Protein microarray uncovers malaria immunity

By Staff Writers
Thursday, 03 November, 2011

Not everyone responds to malaria in the same way. In fact, some people can eventually develop an immunity to the parasite, showing only mild symptoms, or even none at all, if they’re infected.

Dr Alyssa Barry from the Walter and Eliza Hall Institute’s Infection and Immunity division employed a new technique to explore the ins and outs of this malaria immunity by tracking which variations of malaria proteins an individual is immune to.

A deeper understanding of malaria immunity, and the proteins that trigger an immune response, could lead to improved malaria diagnostics and may highlight some drug targets for a malaria vaccine.

Read a special feature A World Without Malaria.

Barry used protein microarrays to track a particular protein found in malaria. “We know that one protein, called PfEMP1, that is particularly important for the host immune response can be produced in many different varieties, and these can be altered by the parasite to avoid detection by the immune system,” she said.

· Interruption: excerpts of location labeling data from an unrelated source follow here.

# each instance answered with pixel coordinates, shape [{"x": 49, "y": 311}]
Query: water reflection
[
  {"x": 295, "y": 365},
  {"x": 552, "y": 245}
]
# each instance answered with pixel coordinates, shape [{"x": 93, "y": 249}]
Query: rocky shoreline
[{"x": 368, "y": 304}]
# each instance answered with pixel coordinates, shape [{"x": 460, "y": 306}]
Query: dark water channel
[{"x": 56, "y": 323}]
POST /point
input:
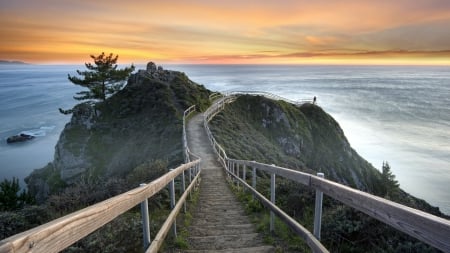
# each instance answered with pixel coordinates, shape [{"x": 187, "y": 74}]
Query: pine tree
[
  {"x": 102, "y": 78},
  {"x": 390, "y": 185},
  {"x": 10, "y": 196}
]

Barry and colleagues at the Queensland Institute of Medical Research, the Papua New Guinea Institute of Medical Research and the University of California Irvine, adapted existing protein microarray technology to allow small samples of human serum (less than one hundredth of a millilitre) to be tested simultaneously against hundreds of variants of PfEMP1 to determine to which variants the person was immune.

The team found that children under two in one region of Papua New Guinea, where malaria is endemic, are immune to only a few specific variants of PfEMP1, while older children and adults show immunity to an increasing range of PfEMP1 variants.

“Young children are the most vulnerable to malaria,” she said. “Our studies show that this is partly because they have not developed immunity to the many different malaria variants to which they are exposed.

“As people get older, they become immune to a wider spectrum of malaria parasites, and so when they are infected they develop milder disease and eventually do not develop disease at all, although they can still be infected.”

The team is now undertaking a larger study that will screen more people from other regions of Papua New Guinea, and will screen a wider variety of Plasmodium protein variants.

Barry hopes the research will lead to the development of a diagnostic test for susceptibility to malaria and also determine which proteins might be the best to use as the basis for a malaria vaccine.

“We currently do not know how people become immune to malaria,” she said. “Our protein microarray technology could assist in monitoring malaria control and elimination programs, by showing when a population becomes more susceptible to the disease as a result of waning immunity.”

The research was published in Molecular and Cellular Proteomics.